The simulated asset statistics from this data:

=====================================================
SIMULATED ASSET STATISTICS (annualised)
=====================================================
Asset     Ann Ret   Ann Vol   Sharpe
--------------------------------------
SPY         9.7%    21.3%     0.46
TLT       -11.5%    16.9%    -0.68
GLD        11.1%    14.4%     0.77
BTC        51.4%    83.2%     0.62

Bear-regime days: 389 / 1500  (25.9%)

The TLT drawdown and BTC volatility profile are consistent with the 2018–2024 experience. Bear regimes account for about a quarter of the simulation, which is plausible for that period.

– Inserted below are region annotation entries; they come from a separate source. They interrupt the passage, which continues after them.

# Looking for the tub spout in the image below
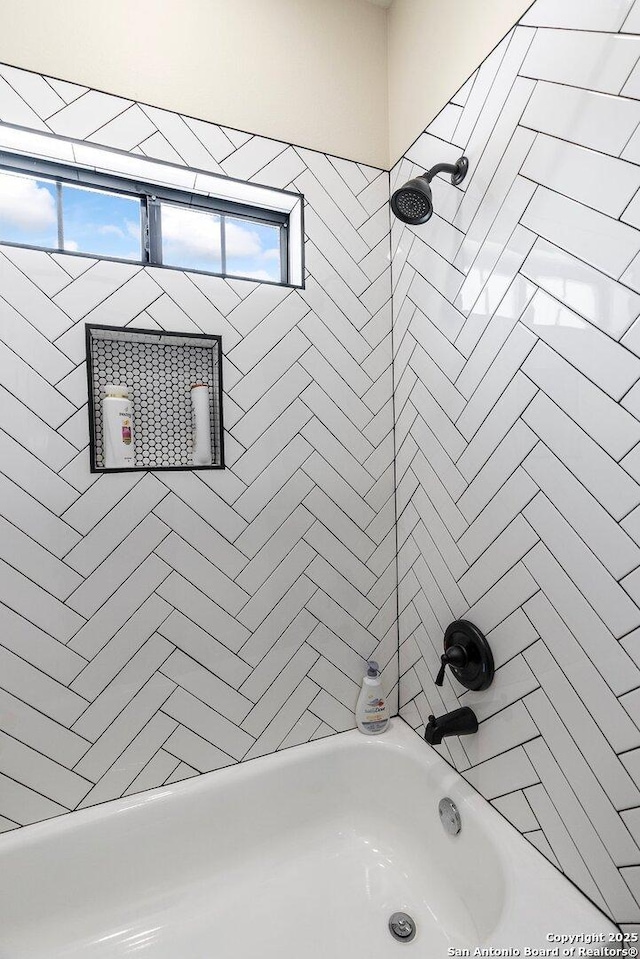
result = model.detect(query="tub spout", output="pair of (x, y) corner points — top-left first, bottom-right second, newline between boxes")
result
(424, 706), (478, 746)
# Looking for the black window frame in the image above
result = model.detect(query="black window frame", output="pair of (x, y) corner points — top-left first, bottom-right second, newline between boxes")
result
(0, 150), (292, 286)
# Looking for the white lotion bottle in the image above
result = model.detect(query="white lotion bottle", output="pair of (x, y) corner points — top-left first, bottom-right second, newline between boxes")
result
(191, 383), (211, 466)
(102, 383), (136, 469)
(356, 660), (390, 736)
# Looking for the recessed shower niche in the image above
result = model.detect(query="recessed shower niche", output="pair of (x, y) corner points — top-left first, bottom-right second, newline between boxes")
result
(86, 323), (224, 473)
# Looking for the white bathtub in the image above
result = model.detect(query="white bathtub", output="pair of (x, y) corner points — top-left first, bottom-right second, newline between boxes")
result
(0, 720), (616, 959)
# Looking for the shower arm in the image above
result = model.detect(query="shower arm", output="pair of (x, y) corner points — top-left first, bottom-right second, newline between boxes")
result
(422, 163), (459, 183)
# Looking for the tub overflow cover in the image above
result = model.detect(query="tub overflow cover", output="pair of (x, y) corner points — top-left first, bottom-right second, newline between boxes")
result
(389, 912), (416, 942)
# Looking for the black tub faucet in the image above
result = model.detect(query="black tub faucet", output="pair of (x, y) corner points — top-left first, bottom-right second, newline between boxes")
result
(424, 706), (478, 746)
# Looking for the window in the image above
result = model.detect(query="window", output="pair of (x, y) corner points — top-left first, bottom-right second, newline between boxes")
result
(0, 140), (302, 286)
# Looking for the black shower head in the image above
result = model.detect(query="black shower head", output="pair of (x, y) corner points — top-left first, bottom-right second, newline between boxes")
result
(391, 173), (433, 226)
(391, 156), (469, 226)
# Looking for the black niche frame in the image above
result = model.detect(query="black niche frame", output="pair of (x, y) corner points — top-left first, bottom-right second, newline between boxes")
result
(85, 323), (225, 473)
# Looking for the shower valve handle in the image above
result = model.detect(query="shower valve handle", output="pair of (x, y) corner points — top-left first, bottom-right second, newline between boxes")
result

Train / Validation / Test Split

A strict temporal split — no shuffling, no data leakage between periods:

train_end = int(0.60 * N_DAYS)   # 900 days
val_end   = int(0.80 * N_DAYS)   # 1200 days

train_lr = log_rets[:train_end]
val_lr   = log_rets[train_end:val_end]
test_lr  = log_rets[val_end:]

Train: 900 days | Validation: 300 days | Test: 300 days

Building the Portfolio Environment

class PortfolioEnv:
    """
    Observation: rolling window of log-returns (WINDOW × N_ASSETS)
                 + current portfolio weights (N_ASSETS)
                 + normalised portfolio value (1)
    Action:      portfolio weights ∈ [0,1]^K, projected onto the simplex
    Reward:      per-step log-return net of transaction costs
    """

    def __init__(self, lr, initial=10_000, tc=0.001, window=WINDOW):
        self.lr  = lr.astype(np.float32)
        self.T, self.K = lr.shape
        self.init = initial
        self.tc   = tc
        self.win  = window
        self.sdim = window * self.K + self.K + 1

    def reset(self, start=None):
        self.t = self.win if start is None else max(self.win, start)
        self.v = float(self.init)
        self.w = np.ones(self.K, dtype=np.float32) / self.K
        return self._obs()

    def step(self, action):
        a  = np.clip(action, 1e-8, None).astype(np.float32)
        a /= a.sum()                                        # project onto simplex

        plr = float(np.dot(self.w, self.lr[self.t - 1]))   # portfolio log-return
        to  = float(np.abs(a - self.w).sum())              # L1 turnover
        nr  = np.exp(plr) * (1 - to * self.tc) - 1.0      # net return after costs

        self.v *= (1 + nr)
        self.w  = a
        self.t += 1

        reward = float(np.log1p(nr))                        # per-step incremental reward
        done   = self.t >= self.T
        return self._obs(), reward, done, {
            "v": self.v, "nr": nr, "to": to, "w": a.copy()
        }

    def _obs(self):
        window_rets = self.lr[self.t - self.win : self.t].flatten()
        return np.concatenate([
            window_rets, self.w, [self.v / self.init]
        ]).astype(np.float32)

Key Design Decisions

Log-returns in the observation. Raw price returns are right-skewed and scale with price level. Log-returns are additive across time and better conditioned for neural network optimisation.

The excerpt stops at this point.